Machine Learning Tutorial

Linear Regression

Linear regression is a statistical method of finding the relationship between independent and dependent variables. These can be done using different way, but the most classic linear method for regression is the Ordinary Least Square method, which will be assumed here.

Linear regression finds the parameters w and b that minimize the mean squared error between predictions and the true regression targets, y, on the training set. The mean squared error is the sum of the squared differences between the predictions and the true values. Linear regression has no parameters, which is a benefit, but it also has no way to control model complexity.

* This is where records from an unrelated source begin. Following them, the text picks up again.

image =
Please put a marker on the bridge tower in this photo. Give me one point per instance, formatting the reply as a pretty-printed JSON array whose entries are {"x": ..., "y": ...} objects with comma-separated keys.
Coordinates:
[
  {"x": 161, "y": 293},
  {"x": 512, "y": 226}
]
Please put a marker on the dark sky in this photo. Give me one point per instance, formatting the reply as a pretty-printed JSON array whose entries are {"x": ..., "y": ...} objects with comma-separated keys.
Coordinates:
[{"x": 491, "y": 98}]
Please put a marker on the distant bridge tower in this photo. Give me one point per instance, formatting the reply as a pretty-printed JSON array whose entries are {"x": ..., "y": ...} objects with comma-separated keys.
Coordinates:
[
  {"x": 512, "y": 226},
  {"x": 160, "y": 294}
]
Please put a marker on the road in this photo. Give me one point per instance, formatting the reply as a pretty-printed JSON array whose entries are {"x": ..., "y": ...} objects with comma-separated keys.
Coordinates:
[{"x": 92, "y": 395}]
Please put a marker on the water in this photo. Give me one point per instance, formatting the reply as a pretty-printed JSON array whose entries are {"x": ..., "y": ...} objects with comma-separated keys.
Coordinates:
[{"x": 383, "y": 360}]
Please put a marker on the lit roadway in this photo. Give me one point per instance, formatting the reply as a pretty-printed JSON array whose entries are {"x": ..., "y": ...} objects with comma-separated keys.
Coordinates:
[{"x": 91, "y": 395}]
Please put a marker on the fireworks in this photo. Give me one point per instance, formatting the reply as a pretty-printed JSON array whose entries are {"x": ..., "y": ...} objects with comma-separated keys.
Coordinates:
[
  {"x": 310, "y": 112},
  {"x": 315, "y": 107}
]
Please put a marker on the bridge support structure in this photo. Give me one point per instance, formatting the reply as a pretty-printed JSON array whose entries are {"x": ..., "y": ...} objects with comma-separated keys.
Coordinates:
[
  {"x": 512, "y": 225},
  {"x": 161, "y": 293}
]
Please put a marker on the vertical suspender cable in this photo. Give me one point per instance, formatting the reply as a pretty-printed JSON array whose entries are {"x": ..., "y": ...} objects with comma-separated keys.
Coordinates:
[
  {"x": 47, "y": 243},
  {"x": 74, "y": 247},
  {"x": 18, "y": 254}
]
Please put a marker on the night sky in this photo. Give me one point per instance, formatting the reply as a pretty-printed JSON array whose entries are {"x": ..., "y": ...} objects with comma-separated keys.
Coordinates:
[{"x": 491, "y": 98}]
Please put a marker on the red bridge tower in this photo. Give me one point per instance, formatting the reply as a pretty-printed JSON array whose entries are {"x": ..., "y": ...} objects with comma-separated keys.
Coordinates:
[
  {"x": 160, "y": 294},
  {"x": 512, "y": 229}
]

from sklearn.linear_model import LinearRegression

lr = LinearRegression().fit(X_train, y_train)

To get the coefficients:

print("lr.coef_: {}".format(lr.coef_))
print("lr.intercept_: {}".format(lr.intercept_))

# lr.coef_: [ 0.394]
# lr.intercept_: -0.031804343026759746

The intercept_ attribute is always a single float number, while the coef_ attribute is a NumPy array with one entry per input feature. As we only have a single input fea‐ ture in the wave dataset, lr.coef_ only has a single entry.

OBS: coef_ and intercept_: scikit-learn always stores anything that is derived from the training data in attributes that end with a trailing underscore. That is to separate them from parameters that are set by the user.